Ancora una volta passai con la macchina nella via scura, dove un paio di trans ancheggiavano ai passanti, invitandoli ad accostare. Non era affatto la prima volta che passavo: da mesi ormai, di tanto in tanto, affascinato da quelle strane sessualità ibride in mostra, giravo la notte per ammirarle e fantasticare. Normalmente tornavo poi a casa, eccitato, a guardare filmati porno e a sognare il baratto della mia identità virile con quello della femmina docile e abusata, lasciando poi che il sogno si spegnesse nella mia mano. Ma quella volta, non so esattamente perchè, senza forse neppure decidere veramente, accettai quell'invito muto, e accostai.
Immediatamente la trans a cui mi ero avvicinato mi si fece incontro. Meccanicamente, abbassai il finestrino. Lei si appoggiò alla portiera, e una bellezza per niente straordinaria, ma sorridente e rassicurante, fece capolino, accompagnata da una voce bassa, ma vagamente femminile: "ciao amore". "Ciao" risposi, con la voce secca e il cuore tremante. Sono bravo a nascondere le emozioni, ma molto meno ad annullare l'ansia che mi attenaglia in situazioni come questa. Avevo già avvicinato prostitute, in quegli anni di solitudine seguiti alla mia rottura con la prima fidanzate - africane di cui amavo l'aspetto, e con le quali cercavo di compensare con la gentilezza lo sfruttamento di cui mi rendevo complice. Anche in quelle situazioni l'ansia combatteva il desiderio nel mio animo. Ma questa volta ero quasi completamente paralizzato dalle mie stesse intenzioni.
"Andiamo?" chiese la trans, suadente. L'accento era leggermente spagnoleggiante. "Dove?" chiesi a mia volta, la voce quasi sul punto di rompersi per l'emozione. "Qui vicino, a casa mia". "Quanto vuoi?". "Cinquanta euro e facciamo tutto, amore". Sorrisi debolmente. "D'accordo". Lei salì e mi strinse piacevolmente la mano, presentandosi, mentre il suo profumo invadeva la macchina Poi mi indicò la strada.
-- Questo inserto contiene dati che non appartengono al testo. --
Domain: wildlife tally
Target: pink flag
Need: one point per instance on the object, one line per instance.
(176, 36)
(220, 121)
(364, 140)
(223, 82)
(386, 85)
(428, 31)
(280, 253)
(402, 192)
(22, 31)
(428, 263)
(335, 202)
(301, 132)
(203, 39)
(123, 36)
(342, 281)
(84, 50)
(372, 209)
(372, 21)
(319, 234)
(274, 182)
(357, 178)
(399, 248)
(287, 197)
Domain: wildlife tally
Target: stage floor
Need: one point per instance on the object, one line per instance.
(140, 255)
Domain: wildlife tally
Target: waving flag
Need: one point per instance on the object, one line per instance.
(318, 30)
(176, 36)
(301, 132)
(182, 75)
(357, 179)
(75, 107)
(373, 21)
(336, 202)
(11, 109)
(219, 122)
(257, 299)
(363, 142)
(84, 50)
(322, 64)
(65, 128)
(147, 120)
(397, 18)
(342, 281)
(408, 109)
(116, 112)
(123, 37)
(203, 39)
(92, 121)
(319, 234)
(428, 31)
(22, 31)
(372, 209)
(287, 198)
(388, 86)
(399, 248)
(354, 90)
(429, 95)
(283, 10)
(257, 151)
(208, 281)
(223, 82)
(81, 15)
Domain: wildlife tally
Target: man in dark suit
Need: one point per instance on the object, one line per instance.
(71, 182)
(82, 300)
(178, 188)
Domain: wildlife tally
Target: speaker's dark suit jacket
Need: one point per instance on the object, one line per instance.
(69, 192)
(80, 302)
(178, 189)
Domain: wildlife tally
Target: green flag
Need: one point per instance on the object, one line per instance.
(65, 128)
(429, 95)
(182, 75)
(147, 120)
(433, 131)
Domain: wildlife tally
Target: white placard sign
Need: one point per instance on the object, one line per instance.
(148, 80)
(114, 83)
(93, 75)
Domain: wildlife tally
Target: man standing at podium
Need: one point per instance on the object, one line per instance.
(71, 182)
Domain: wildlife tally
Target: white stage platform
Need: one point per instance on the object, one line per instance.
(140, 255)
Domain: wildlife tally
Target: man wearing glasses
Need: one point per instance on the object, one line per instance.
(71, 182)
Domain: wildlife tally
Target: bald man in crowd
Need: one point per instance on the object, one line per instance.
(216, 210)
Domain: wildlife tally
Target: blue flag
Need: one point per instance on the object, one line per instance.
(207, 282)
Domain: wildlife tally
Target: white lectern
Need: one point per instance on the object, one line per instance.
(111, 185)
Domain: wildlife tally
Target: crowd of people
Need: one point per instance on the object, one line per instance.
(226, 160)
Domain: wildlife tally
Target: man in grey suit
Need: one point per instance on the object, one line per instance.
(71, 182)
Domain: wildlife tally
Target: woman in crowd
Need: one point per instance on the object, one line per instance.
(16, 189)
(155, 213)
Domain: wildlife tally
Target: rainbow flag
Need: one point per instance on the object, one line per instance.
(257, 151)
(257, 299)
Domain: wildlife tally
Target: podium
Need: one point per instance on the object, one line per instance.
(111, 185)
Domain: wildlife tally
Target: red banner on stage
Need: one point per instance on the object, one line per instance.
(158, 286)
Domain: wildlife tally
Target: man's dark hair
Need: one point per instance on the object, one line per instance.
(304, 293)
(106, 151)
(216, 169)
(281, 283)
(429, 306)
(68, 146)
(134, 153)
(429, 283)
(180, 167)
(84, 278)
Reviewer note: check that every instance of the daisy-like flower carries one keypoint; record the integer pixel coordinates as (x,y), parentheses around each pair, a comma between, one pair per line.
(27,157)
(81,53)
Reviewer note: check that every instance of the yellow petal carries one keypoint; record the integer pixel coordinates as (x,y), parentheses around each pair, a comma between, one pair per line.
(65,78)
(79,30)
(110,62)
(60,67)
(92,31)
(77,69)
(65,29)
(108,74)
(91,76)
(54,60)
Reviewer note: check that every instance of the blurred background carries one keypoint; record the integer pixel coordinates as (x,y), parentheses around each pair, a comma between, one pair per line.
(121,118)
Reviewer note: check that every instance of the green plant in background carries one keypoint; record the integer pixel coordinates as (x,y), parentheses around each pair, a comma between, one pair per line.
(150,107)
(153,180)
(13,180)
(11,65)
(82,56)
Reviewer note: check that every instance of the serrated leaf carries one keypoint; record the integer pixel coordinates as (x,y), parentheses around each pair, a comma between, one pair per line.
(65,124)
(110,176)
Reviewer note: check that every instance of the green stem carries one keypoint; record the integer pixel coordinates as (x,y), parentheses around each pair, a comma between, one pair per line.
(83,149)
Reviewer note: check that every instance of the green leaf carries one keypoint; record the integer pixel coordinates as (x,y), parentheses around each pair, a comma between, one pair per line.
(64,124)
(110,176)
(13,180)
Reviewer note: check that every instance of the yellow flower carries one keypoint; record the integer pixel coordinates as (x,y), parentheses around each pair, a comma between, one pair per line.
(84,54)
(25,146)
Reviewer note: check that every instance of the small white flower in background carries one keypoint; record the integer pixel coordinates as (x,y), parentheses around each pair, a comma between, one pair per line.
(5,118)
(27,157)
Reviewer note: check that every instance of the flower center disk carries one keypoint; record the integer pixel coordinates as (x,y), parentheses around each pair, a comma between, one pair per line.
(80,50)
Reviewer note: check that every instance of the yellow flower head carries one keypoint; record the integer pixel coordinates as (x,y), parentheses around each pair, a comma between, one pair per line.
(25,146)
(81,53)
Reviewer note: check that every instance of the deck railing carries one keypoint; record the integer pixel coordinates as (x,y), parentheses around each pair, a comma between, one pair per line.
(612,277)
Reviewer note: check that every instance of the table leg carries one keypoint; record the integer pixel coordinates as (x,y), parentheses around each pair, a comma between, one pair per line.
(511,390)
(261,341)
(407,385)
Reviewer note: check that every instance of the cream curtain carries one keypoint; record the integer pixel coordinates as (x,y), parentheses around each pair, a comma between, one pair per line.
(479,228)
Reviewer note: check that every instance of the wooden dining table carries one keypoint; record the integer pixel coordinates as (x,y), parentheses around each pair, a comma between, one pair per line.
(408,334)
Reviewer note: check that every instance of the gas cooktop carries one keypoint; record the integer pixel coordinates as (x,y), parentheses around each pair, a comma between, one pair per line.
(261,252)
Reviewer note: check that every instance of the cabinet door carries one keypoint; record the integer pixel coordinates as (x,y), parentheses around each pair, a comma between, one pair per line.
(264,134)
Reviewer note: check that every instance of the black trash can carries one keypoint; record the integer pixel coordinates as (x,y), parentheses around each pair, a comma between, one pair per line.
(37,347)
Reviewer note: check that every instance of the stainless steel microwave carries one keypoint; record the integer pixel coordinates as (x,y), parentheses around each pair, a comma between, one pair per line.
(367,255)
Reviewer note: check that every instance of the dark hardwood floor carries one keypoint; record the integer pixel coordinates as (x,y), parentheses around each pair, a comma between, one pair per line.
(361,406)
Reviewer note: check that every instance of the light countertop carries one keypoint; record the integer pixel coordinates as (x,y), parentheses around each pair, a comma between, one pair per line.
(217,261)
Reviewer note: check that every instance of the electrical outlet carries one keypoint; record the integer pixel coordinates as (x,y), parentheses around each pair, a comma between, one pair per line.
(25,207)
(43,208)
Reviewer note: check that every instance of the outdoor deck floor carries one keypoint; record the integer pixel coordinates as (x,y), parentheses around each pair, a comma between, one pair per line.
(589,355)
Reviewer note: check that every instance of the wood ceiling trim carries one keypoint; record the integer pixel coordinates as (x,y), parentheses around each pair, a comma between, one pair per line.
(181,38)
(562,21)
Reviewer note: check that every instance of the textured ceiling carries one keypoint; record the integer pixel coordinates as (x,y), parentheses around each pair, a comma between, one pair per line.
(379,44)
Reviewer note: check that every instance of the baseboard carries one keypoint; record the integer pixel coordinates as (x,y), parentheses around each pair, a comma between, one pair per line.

Vagamente rilassato dai suoi modi, seguii le sue indicazioni, e dopo un attimo parcheggiammo. Lei scese ed andò ad aprire la porta, mentre io chiudevo la macchina sbirciandone la figura discretamente slanciata, la pelle quasi mulatta, i lunghi capelli neri. La seguii all'interno. Lei si tolse le scarpe, evidentemente timorosa di disturbare gli altri inquilini, e conversando a bassa voce del più e del meno salimmo le scale del vecchio stabile, mentre nessun pensiero distinto riusciva a formarsi nella mia mente, ma solo un brusio indistinto di eccitazione e paura. Il suo culo, un po' grosso ma piacevole, e i suoi piedi scalzi mi tennero distratto. Arrivammo al piano, lei aprì la porta, entrammo in casa, ci sedemmo e scambiammo altre chiacchiere bevendo un bicchiere di birra che con la massima tranquillità mi aveva offerto. I discorsi, leggeri e scherzosi, scivolarono molto rapidamente sul fatto che fosse la mia prima volta, mentre lei ridendo e indicando il letto vicino ci aveva tenuto a raccontarmi un anneddoto, accompagnato da una bella risata, di quando scopando un cliente il letto si era rotto. Nel frattempo, anche se non sollecitato, mi ero affrettato a darle il pattuito. Lei aveva preso e messo via la banconota, senza lasciare che questo turbasse il flusso della nostra conversazione.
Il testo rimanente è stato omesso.